Photo courtesy of Dawn Kish.

Photo courtesy of Dawn Kish.

Three deer grazed in the forest behind my house, skittish but hungry. One headed for the penstemon flowers growing in our yard, but seeing Mike and me, and Kelly the (unthreatening) Labrador, opted out. A yellow swallowtail butterfly was briefly trapped under the shade shelter on the patio, fighting the winds that signal yet another red flag warning.

Craving water, a handful of us took various watercraft – my kayak (Martha), Alan’s new McKenzie boat, and an assortment of paddleboards – out to Lake Mary to paddle around at dusk. Later, after the speedboats, water skiers and jet skiers left, the wind quieted and the water calmed to glass, reflecting the stars as we sat on the dock, dark outlines enjoying snacks and chats in the twilight.

I woke in the night, overstimulated by the evening’s chatter, thinking about identity, about how we’re all becoming ourselves, based on genetics and upbringing, and the choices we make. Our personalities are a complicated soup of all those factors, but who can say which ingredients are most important at this stage of our middle-aged lives, and which aspects we need to edit out?

In college in the late 1970s, my wardrobe was a pared-down collection of green army fatigue pants, flannel shirts, and hiking boots. I wore my hair in a bun, and didn’t need glasses. I was studying journalism, working at the student newspaper and doing other odd jobs (including refinishing furniture), so I could afford to buy groceries. My best friend, Andi, also worked at the paper to support herself and her husband, Dave, who was an architecture student at Ball State.

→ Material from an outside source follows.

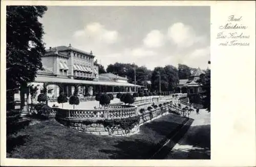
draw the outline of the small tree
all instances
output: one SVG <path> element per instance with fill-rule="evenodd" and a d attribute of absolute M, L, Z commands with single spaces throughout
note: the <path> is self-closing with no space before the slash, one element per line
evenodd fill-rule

One summer evening, I made what was supposed to be an elegant dinner of basil pesto over spaghetti for Andi, Dave and my roommate, Mindy. Except that I forgot to take the wooden spoon I was using out of the blender before I pushed the purée button, and the whole mess was peppered with splinters. There was no margin in my budget to correct the mistake, so everyone picked out the wooden bits, and drank a lot of wine.

In the years since, I’ve learned a lot about what to put in, and what to leave out.

On a Saturday afternoon last May, I drove to Tucson to visit the University of Arizona Poetry Center for a tour and workshop. Among the 40,000 volumes of poetry, we experienced the beautiful spaces – indoor and outdoor – of the building, which was completed in 2007. Unlike some libraries, there’s not much “writer’s dust” to breathe in: the words are as vibrant and light-filled as the space.

In the workshop, we were instructed to pick a number between 20 and 25, and then two numbers between 5 and 10. We delved into the stacks, chose five books at random, and copied down two lines from each volume, as indicated by our selection of page number and line numbers. Upstairs, we cut apart those lines, creating our own abbreviated “magnetic poetry” collection of words for raw material. There was no thought of plagiarism. Once we’d deconstructed those sentences, our teacher, Anita told us, “They’re your words now.”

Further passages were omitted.